Kemalizm’in Mustafa Kemal için istediği biat, PKK/BDP’de Öcalan için istenen biata dönüşür. Bu, Kemalistlerin istediği biatten daha az değil. Zira herkesten talep edilen, tüm bir yaşamın Öcalan’ın fikirleri doğrultusunda düzenlenmesini itirazsız kabul etmesidir. Kemalizm, Atatürk ’ü “ebedi şef” kabul eder ve ülkenin dört bir yanını onun heykelleriyle donatır. PKK/BDP ise, benzer şekilde Öcalan için son derece totaliter “Kürt Halk Önderi” sıfatını kullanır ve onun heykellerini dikmeyi amaçlar.

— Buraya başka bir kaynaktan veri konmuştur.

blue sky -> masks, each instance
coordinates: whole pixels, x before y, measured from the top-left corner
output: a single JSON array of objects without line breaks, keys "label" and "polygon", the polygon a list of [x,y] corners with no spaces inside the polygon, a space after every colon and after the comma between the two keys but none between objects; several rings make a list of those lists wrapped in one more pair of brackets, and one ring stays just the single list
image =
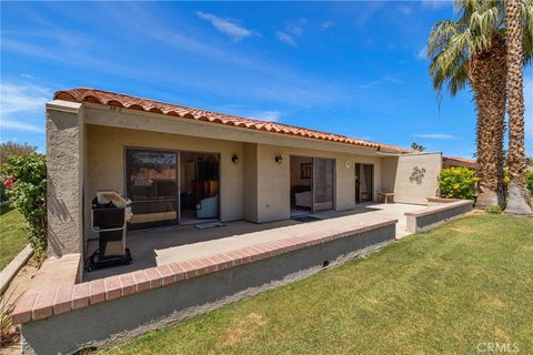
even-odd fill
[{"label": "blue sky", "polygon": [[[465,90],[439,110],[425,60],[447,1],[2,2],[1,141],[46,146],[44,103],[98,88],[472,156]],[[526,70],[533,154],[533,72]]]}]

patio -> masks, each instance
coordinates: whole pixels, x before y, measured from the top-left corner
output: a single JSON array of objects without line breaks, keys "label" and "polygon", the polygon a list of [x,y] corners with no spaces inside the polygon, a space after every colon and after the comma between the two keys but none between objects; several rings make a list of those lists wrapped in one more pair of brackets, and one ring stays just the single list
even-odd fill
[{"label": "patio", "polygon": [[[131,250],[131,265],[102,268],[84,273],[83,281],[120,275],[137,270],[181,262],[184,260],[209,256],[240,247],[264,242],[276,241],[290,236],[301,236],[312,233],[315,223],[321,227],[339,227],[369,223],[383,217],[396,219],[396,239],[410,234],[406,231],[404,213],[421,210],[421,205],[412,204],[374,204],[365,203],[356,209],[343,212],[321,212],[311,214],[316,222],[299,222],[283,220],[262,224],[245,221],[224,223],[222,226],[199,230],[194,225],[173,226],[158,230],[133,231],[127,236],[127,246]],[[91,240],[86,255],[98,247],[98,241]]]}]

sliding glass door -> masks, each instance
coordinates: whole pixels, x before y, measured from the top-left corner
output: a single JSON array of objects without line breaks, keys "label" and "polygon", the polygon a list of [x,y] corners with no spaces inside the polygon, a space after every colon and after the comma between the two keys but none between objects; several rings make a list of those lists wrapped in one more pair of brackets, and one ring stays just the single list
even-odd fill
[{"label": "sliding glass door", "polygon": [[127,149],[125,180],[130,230],[178,223],[178,153]]},{"label": "sliding glass door", "polygon": [[335,197],[335,161],[313,158],[313,212],[333,210]]}]

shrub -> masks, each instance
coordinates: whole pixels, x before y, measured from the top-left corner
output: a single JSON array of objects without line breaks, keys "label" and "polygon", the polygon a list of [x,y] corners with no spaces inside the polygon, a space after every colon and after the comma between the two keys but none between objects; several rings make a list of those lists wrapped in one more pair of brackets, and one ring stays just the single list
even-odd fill
[{"label": "shrub", "polygon": [[475,183],[479,179],[475,172],[467,168],[443,169],[439,176],[439,189],[442,197],[474,199]]},{"label": "shrub", "polygon": [[530,196],[533,197],[533,171],[525,172],[525,184],[530,190]]},{"label": "shrub", "polygon": [[47,248],[47,164],[40,154],[12,155],[2,165],[2,183],[10,205],[28,221],[28,241],[36,257]]},{"label": "shrub", "polygon": [[497,204],[494,205],[494,206],[489,206],[485,209],[485,211],[487,213],[492,213],[492,214],[502,214],[502,207],[499,206]]},{"label": "shrub", "polygon": [[8,161],[13,155],[29,155],[37,151],[37,145],[30,145],[28,143],[20,144],[16,142],[4,142],[0,144],[0,164]]}]

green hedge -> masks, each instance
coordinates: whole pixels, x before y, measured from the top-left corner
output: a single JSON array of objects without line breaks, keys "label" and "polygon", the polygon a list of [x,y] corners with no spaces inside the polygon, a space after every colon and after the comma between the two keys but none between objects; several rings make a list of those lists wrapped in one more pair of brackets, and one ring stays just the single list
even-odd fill
[{"label": "green hedge", "polygon": [[47,162],[44,155],[10,156],[2,183],[11,207],[28,221],[28,240],[38,260],[47,250]]},{"label": "green hedge", "polygon": [[479,178],[467,168],[443,169],[439,176],[439,189],[442,197],[469,199],[475,197],[475,183]]},{"label": "green hedge", "polygon": [[527,190],[530,190],[530,196],[533,196],[533,171],[525,173],[525,184],[527,185]]}]

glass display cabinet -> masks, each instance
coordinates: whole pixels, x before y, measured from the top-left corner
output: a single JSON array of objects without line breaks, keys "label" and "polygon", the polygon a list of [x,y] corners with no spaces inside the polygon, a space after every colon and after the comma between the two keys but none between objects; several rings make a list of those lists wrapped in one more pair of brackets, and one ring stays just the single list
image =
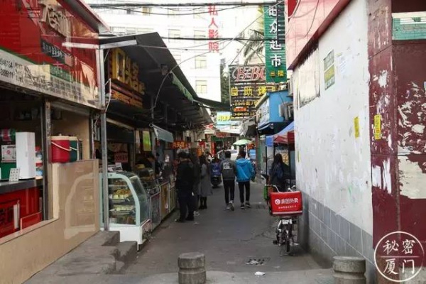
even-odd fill
[{"label": "glass display cabinet", "polygon": [[129,172],[109,173],[108,191],[109,230],[120,231],[120,241],[141,245],[149,236],[151,223],[149,195],[139,177]]}]

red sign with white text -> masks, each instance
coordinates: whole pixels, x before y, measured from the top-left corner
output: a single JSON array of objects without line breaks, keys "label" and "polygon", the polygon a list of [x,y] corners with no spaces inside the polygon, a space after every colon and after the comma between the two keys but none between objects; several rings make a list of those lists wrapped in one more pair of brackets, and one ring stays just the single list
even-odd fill
[{"label": "red sign with white text", "polygon": [[100,108],[94,50],[62,46],[97,44],[62,0],[0,2],[0,81]]}]

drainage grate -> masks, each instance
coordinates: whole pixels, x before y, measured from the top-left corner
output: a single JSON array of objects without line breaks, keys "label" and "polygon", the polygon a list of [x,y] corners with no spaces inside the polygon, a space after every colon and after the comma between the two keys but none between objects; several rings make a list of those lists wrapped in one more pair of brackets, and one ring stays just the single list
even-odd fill
[{"label": "drainage grate", "polygon": [[266,204],[255,204],[251,205],[251,208],[253,209],[268,209]]},{"label": "drainage grate", "polygon": [[248,261],[246,262],[246,264],[249,266],[263,266],[265,263],[268,262],[271,258],[248,258]]}]

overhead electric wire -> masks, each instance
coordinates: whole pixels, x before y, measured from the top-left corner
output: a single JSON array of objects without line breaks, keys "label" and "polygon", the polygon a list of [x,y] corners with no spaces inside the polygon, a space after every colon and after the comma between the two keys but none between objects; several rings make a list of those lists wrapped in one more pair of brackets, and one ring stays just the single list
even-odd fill
[{"label": "overhead electric wire", "polygon": [[153,4],[153,3],[129,3],[123,1],[114,4],[89,4],[92,8],[109,8],[109,6],[127,6],[127,7],[207,7],[212,6],[263,6],[263,5],[276,5],[275,1],[261,1],[261,2],[246,2],[241,1],[235,2],[217,2],[217,3],[180,3],[180,4]]},{"label": "overhead electric wire", "polygon": [[[234,9],[241,8],[241,7],[244,7],[244,6],[241,6],[240,5],[240,6],[230,7],[230,8],[224,8],[222,9],[215,10],[215,11],[220,12],[220,11],[222,11],[231,10],[231,9]],[[104,9],[104,8],[94,8],[94,9]],[[155,13],[155,12],[147,12],[147,11],[138,11],[138,10],[134,10],[133,9],[134,7],[133,7],[133,9],[131,9],[131,8],[126,8],[126,6],[124,6],[124,7],[121,7],[121,6],[109,6],[108,9],[112,9],[112,10],[130,11],[133,12],[133,13],[143,13],[143,14],[146,14],[146,15],[158,15],[158,16],[194,16],[194,15],[200,15],[200,14],[203,14],[203,13],[211,13],[211,11],[201,11],[201,12],[170,14],[170,13]],[[172,10],[172,11],[174,11],[174,10]]]},{"label": "overhead electric wire", "polygon": [[[284,3],[286,0],[281,0],[279,2],[277,2],[276,4],[275,4],[274,5],[271,5],[270,6],[270,8],[268,10],[268,11],[271,9],[271,7],[273,6],[276,6],[277,5],[279,5],[282,3]],[[232,43],[233,40],[235,40],[236,38],[237,38],[238,35],[240,35],[242,32],[244,32],[244,31],[246,31],[247,28],[248,28],[250,26],[251,26],[251,25],[253,25],[254,23],[256,23],[259,18],[261,18],[261,17],[263,17],[265,15],[265,13],[266,13],[266,11],[264,11],[261,16],[259,16],[258,17],[257,17],[256,19],[254,19],[254,21],[253,21],[251,23],[250,23],[248,26],[246,26],[242,31],[241,31],[239,33],[237,33],[237,36],[236,36],[232,40],[231,40],[229,41],[229,43],[228,43],[227,45],[226,45],[223,49],[226,48],[231,43]],[[169,70],[169,72],[164,76],[164,78],[163,78],[163,81],[161,82],[161,84],[160,84],[160,87],[158,87],[158,91],[157,92],[157,94],[155,96],[155,99],[154,100],[154,105],[150,109],[151,111],[153,111],[153,109],[155,109],[155,106],[157,106],[157,102],[158,100],[158,97],[160,96],[160,92],[161,92],[161,88],[163,88],[163,85],[164,84],[164,82],[165,82],[165,80],[168,78],[168,75],[170,74],[172,74],[173,71],[178,67],[179,67],[181,64],[185,62],[187,60],[190,60],[191,59],[194,59],[198,56],[201,56],[201,55],[204,55],[205,54],[209,53],[210,51],[206,52],[206,53],[203,53],[202,54],[199,54],[196,56],[192,56],[190,58],[187,58],[186,60],[182,61],[180,63],[177,64],[175,67],[173,67],[172,69],[170,69]]]}]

İhsan Yılmaz, bir toplantıda, “Hepimiz Kemalistan’ın çocuklarıyız” demişti. Bu çocukların her birinin bir gün heykelini dikme arzusuyla yanıp tutuştuğu bir siyasal putu var. Bu nedenle onların siyasetlerini belirleyen de -var olan heykelleri ortadan kaldırmak veya heykele ihtiyaç duymayan bir toplum düşüncesi değil- yarın öbür gün iktidar olduklarında kendi siyasal putlarının heykelini dikme hayali oluyor. Buradan demokratik bir siyaset çıkmaz. Demokratik bir siyaset için her birimizin içimizdeki Kemalistlerle yüzleşmeye ihtiyacı var.